How To Ace Your Sales Interview Part 1: An In-Depth Guide to Mock Pitching
Insider tips from a sales hiring leader
From narrowing down the list of companies you’re interested in as a candidate, to conducting multiple interviews with various people within an organization, interviewing can quickly turn into a full-time job.
The mock sales pitch is where I see many experienced salespeople struggling to present themselves properly. It’s painful for all parties if a sales candidate gets to the final interview round only to drop the ball on the mock call. This happens so frequently that we recommend Leap’s clients do these mock calls much earlier (rather than later) in the interview process so they don’t waste time or get prematurely excited about a candidate.
I’ve put together a guide to help you properly prepare for this portion of a sales interview. Most of the same points can be utilized in a real-life sales pitch with just a few tweaks.
Do Your Homework
It’s no secret that preparation is key. Read every word of the interview exercise instructions. If you have follow-up questions, don't be shy; ask your interviewer or recruiter for more clarity.
You should research the company’s products, services, industry and market opportunities. Read articles, watch videos, research the people in the interview panel and write out all the qualifying questions you want to ask in the mock call well in advance.
If the company is privately held, research their investors and why they invested in the business. If the company is public, listen to their quarterly investor call with Wall Street. This will be under the investor relations section of their website.
Have an agenda and be prepared to recap
Before you begin the mock call, make sure each person in the interview has an assigned position for the role-play, whether it's the CEO, CFO, etc. Then, start the exercise by setting the agenda for the call and confirming how much time you have before the group has to drop for other appointments.
A good example agenda looks like this:
Recap of the last call
Business use case
You might be asking how there could be a recap if there was no last call. If this is a demo call (most interview prompts are demos), there was likely a discovery call before this stage in the real-world sales cycle. Create the recap from scratch and get all stakeholders aligned with the pain points of the business before you start presenting slides.
Here’s a sample script for starting the recap conversation:
"In my last call with (stakeholder name), she relayed to me some of the key pain points and opportunities of the business.
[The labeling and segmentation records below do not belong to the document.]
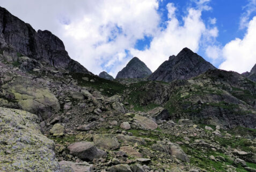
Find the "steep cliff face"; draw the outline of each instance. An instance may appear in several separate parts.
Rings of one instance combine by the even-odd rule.
[[[24,54],[57,68],[90,73],[71,59],[62,41],[48,30],[36,32],[32,26],[0,7],[0,49],[3,53]]]
[[[215,68],[201,56],[185,48],[177,56],[170,56],[148,80],[165,82],[186,80]]]
[[[144,78],[151,73],[152,72],[146,65],[135,57],[118,73],[116,79]]]
[[[114,80],[114,77],[108,74],[107,72],[103,71],[99,74],[99,76],[102,78],[104,78],[106,80],[108,80],[111,81]]]
[[[252,81],[256,82],[256,64],[252,68],[250,72],[246,72],[243,73],[242,75],[244,77],[248,77]]]

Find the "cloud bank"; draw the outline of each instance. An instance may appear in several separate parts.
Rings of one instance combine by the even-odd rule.
[[[162,0],[2,0],[1,5],[35,29],[57,35],[70,57],[93,73],[106,71],[115,76],[134,56],[154,71],[184,47],[204,52],[201,55],[214,65],[223,61],[220,68],[249,71],[256,62],[256,19],[250,20],[255,1],[243,7],[240,29],[247,29],[244,37],[226,45],[216,41],[218,20],[202,19],[202,12],[213,10],[210,0],[189,0],[194,5],[182,13],[172,3],[159,9]],[[147,38],[149,43],[138,49],[138,41]]]

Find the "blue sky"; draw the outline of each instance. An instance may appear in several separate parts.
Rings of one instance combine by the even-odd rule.
[[[2,0],[0,5],[35,29],[51,31],[96,74],[115,76],[134,56],[153,72],[184,47],[228,71],[244,72],[256,63],[256,0]]]

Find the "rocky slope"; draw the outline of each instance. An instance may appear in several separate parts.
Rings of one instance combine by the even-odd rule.
[[[255,170],[256,83],[237,73],[111,81],[2,50],[1,171]]]
[[[71,72],[90,73],[85,68],[71,59],[65,50],[62,41],[49,31],[38,32],[28,24],[12,15],[0,7],[0,49],[1,53],[19,62],[21,54],[44,61],[56,68]],[[36,67],[35,62],[26,61],[28,66]],[[32,68],[27,68],[26,69]]]
[[[60,170],[54,142],[41,134],[39,121],[27,112],[0,107],[1,171]]]
[[[114,80],[114,77],[108,74],[107,72],[103,71],[99,74],[99,77],[104,78],[106,80],[108,80],[111,81]]]
[[[138,107],[163,106],[173,120],[189,118],[222,128],[254,128],[255,85],[238,73],[214,69],[170,84],[145,83],[129,91],[127,99]]]
[[[256,64],[252,68],[250,72],[245,72],[242,74],[242,75],[245,77],[248,77],[252,81],[256,82]]]
[[[171,82],[186,80],[216,68],[201,56],[186,48],[172,56],[148,78],[149,81]]]
[[[116,79],[144,78],[151,73],[152,72],[146,65],[135,57],[118,73]]]

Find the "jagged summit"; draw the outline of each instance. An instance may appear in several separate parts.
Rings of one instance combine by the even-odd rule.
[[[118,73],[116,79],[144,78],[151,74],[152,72],[146,65],[137,57],[134,57]]]
[[[246,72],[242,74],[244,77],[247,77],[251,80],[256,82],[256,64],[252,67],[250,72]]]
[[[111,81],[114,80],[114,77],[113,77],[112,76],[108,74],[105,71],[101,72],[99,74],[99,76],[100,77],[104,78],[104,79],[106,79],[106,80],[111,80]]]
[[[0,49],[5,55],[17,54],[46,62],[58,68],[91,74],[69,57],[62,41],[48,30],[36,32],[32,26],[0,7]],[[13,59],[15,62],[17,59]],[[36,66],[34,66],[36,67]]]
[[[149,81],[171,82],[186,80],[216,68],[202,57],[187,48],[184,48],[177,56],[171,56],[148,78]]]

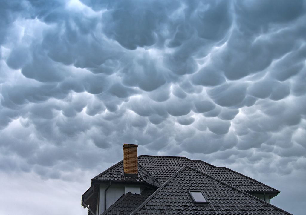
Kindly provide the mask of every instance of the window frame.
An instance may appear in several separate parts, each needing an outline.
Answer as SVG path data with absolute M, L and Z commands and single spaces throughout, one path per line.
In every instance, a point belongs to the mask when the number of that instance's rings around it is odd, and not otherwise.
M 206 202 L 197 202 L 196 201 L 195 199 L 194 199 L 194 198 L 193 198 L 193 196 L 192 195 L 192 194 L 191 193 L 192 192 L 198 192 L 201 193 L 201 194 L 203 196 L 203 197 L 206 200 Z M 203 192 L 201 190 L 188 190 L 188 193 L 189 194 L 189 195 L 191 197 L 191 199 L 192 199 L 192 201 L 195 204 L 197 205 L 209 205 L 209 202 L 207 201 L 207 198 L 206 198 L 206 196 L 204 195 L 204 194 L 203 193 Z

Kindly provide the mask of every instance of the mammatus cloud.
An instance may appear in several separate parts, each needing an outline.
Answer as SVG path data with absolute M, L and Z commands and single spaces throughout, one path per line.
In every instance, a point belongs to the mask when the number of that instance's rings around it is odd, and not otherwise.
M 305 11 L 302 1 L 2 1 L 0 169 L 80 183 L 125 143 L 305 178 Z

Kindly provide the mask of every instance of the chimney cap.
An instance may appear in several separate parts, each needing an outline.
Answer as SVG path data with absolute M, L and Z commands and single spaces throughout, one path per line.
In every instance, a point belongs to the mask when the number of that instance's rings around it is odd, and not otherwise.
M 136 144 L 128 144 L 127 143 L 124 143 L 123 144 L 123 148 L 128 147 L 129 148 L 137 148 L 138 146 Z

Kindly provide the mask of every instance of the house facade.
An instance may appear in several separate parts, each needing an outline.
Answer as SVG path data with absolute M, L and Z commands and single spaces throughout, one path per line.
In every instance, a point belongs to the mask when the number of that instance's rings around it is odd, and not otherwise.
M 82 196 L 89 215 L 290 214 L 270 204 L 278 190 L 228 168 L 185 157 L 137 156 L 96 176 Z

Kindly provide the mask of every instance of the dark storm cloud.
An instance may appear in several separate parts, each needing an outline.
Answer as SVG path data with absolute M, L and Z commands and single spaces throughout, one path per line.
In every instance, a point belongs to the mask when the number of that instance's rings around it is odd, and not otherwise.
M 68 180 L 126 143 L 304 169 L 305 5 L 2 1 L 0 169 Z

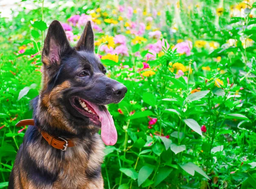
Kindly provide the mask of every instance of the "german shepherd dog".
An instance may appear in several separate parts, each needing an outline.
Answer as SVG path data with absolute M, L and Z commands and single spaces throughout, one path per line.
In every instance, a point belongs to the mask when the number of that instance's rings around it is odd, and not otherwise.
M 105 105 L 119 102 L 127 89 L 105 75 L 90 21 L 72 48 L 60 23 L 53 21 L 42 62 L 42 88 L 32 102 L 35 125 L 26 132 L 9 188 L 103 189 L 102 141 L 113 145 L 117 138 Z

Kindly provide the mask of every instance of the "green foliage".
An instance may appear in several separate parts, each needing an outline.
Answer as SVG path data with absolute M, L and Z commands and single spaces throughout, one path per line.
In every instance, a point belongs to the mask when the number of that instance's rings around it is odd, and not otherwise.
M 118 138 L 105 150 L 105 188 L 256 188 L 253 1 L 205 0 L 191 5 L 121 1 L 125 8 L 126 3 L 137 5 L 131 19 L 110 1 L 49 3 L 58 9 L 42 8 L 39 1 L 38 6 L 37 2 L 24 2 L 35 4 L 34 9 L 14 10 L 12 19 L 0 18 L 0 188 L 6 188 L 26 129 L 15 124 L 32 117 L 29 102 L 39 93 L 47 26 L 54 20 L 67 23 L 73 15 L 93 12 L 99 16 L 92 20 L 99 20 L 103 30 L 96 31 L 95 40 L 123 35 L 128 54 L 101 60 L 107 75 L 128 89 L 121 102 L 108 105 Z M 150 12 L 146 11 L 149 5 Z M 142 17 L 138 8 L 147 12 Z M 118 21 L 119 16 L 123 20 Z M 152 22 L 146 21 L 149 16 Z M 144 23 L 145 33 L 133 34 L 138 25 L 135 30 L 125 26 L 131 22 Z M 83 27 L 72 26 L 73 45 Z M 161 32 L 160 39 L 149 37 L 156 30 Z M 145 40 L 137 42 L 137 36 Z M 188 52 L 173 51 L 187 40 Z M 153 53 L 148 47 L 159 42 L 161 49 Z M 107 54 L 99 47 L 105 44 L 95 47 L 101 56 Z M 140 56 L 135 56 L 138 52 Z M 145 62 L 148 67 L 143 69 Z

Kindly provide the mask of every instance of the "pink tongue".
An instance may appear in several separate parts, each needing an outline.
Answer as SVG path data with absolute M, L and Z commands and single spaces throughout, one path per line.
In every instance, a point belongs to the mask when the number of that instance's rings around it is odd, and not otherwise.
M 117 141 L 117 133 L 115 127 L 114 121 L 109 112 L 105 106 L 96 105 L 86 101 L 95 111 L 99 117 L 102 124 L 102 139 L 107 146 L 113 146 Z M 103 108 L 102 108 L 103 107 Z

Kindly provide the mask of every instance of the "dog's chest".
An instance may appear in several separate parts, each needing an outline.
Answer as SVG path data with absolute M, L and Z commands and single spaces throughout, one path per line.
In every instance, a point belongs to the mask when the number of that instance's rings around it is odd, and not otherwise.
M 65 153 L 65 161 L 53 188 L 56 189 L 103 189 L 101 167 L 104 156 L 102 142 L 92 147 L 90 152 L 82 145 Z

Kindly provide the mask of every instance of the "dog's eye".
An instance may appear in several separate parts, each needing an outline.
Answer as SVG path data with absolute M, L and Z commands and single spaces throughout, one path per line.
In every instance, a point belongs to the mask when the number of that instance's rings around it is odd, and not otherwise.
M 85 77 L 85 76 L 88 76 L 88 74 L 85 71 L 84 71 L 83 72 L 81 72 L 81 73 L 78 74 L 78 76 L 79 76 L 79 77 Z

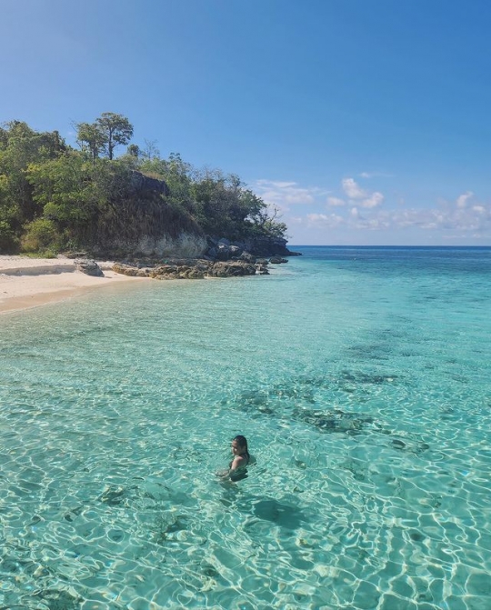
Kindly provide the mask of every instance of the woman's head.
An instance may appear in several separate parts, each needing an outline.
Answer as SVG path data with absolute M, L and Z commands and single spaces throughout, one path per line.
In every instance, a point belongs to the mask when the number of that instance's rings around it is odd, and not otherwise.
M 242 455 L 248 453 L 247 439 L 242 435 L 237 435 L 232 441 L 232 453 L 234 455 Z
From what I understood, it sounds like your business is experiencing (XYZ pain points) and is looking to solve this issue in the first half of this year. I'd love to hear from (other stakeholder’s name) about how you view these pain points and opportunities for the business this year. Are there any other pain points I might have missed in the previous conversation?”
This approach is a great Segway into qualifying questions.
Qualifying questions are the most powerful element of any sales exercise. Every employer wants to understand that you can discover pain, listen and create urgency to buy. Many candidates read interview prompts and focus on the slides. Instead, you should take the time to understand your prospect’s needs.
Questions, and the order in which you ask them, help to control the flow of the conversation. If you've done your homework, you'll naturally come up with a list of questions, but in a mock pitch there are a few questions you should make sure you walk away knowing the answers to:
What is the business’s pain point related to your product?
How urgently do they need to solve this pain point? What's the timeline?
What is their buying process?
Who are all the stakeholders that need to sign off before a deal can be finalized?
How will they measure success once the product is in their hands?
Do they have a dedicated budget for solving this pain point, or will they need to create one?
What happens if they do nothing about the pain point? What’s the impact on the business?
DO NOT read each question back to back. Instead, ask follow-up questions to your questions. Active listening is critical to be great at sales, so it’s important to prove that you clearly have that skill.
Make sure every person in the room participates in the discussion. If someone is being quiet in the background, call them out by specifically directing a question at them.
Qualifying questions open the door for stakeholders to do more talking. You’ll know if you did well if the stakeholders spoke more than you did during the demo.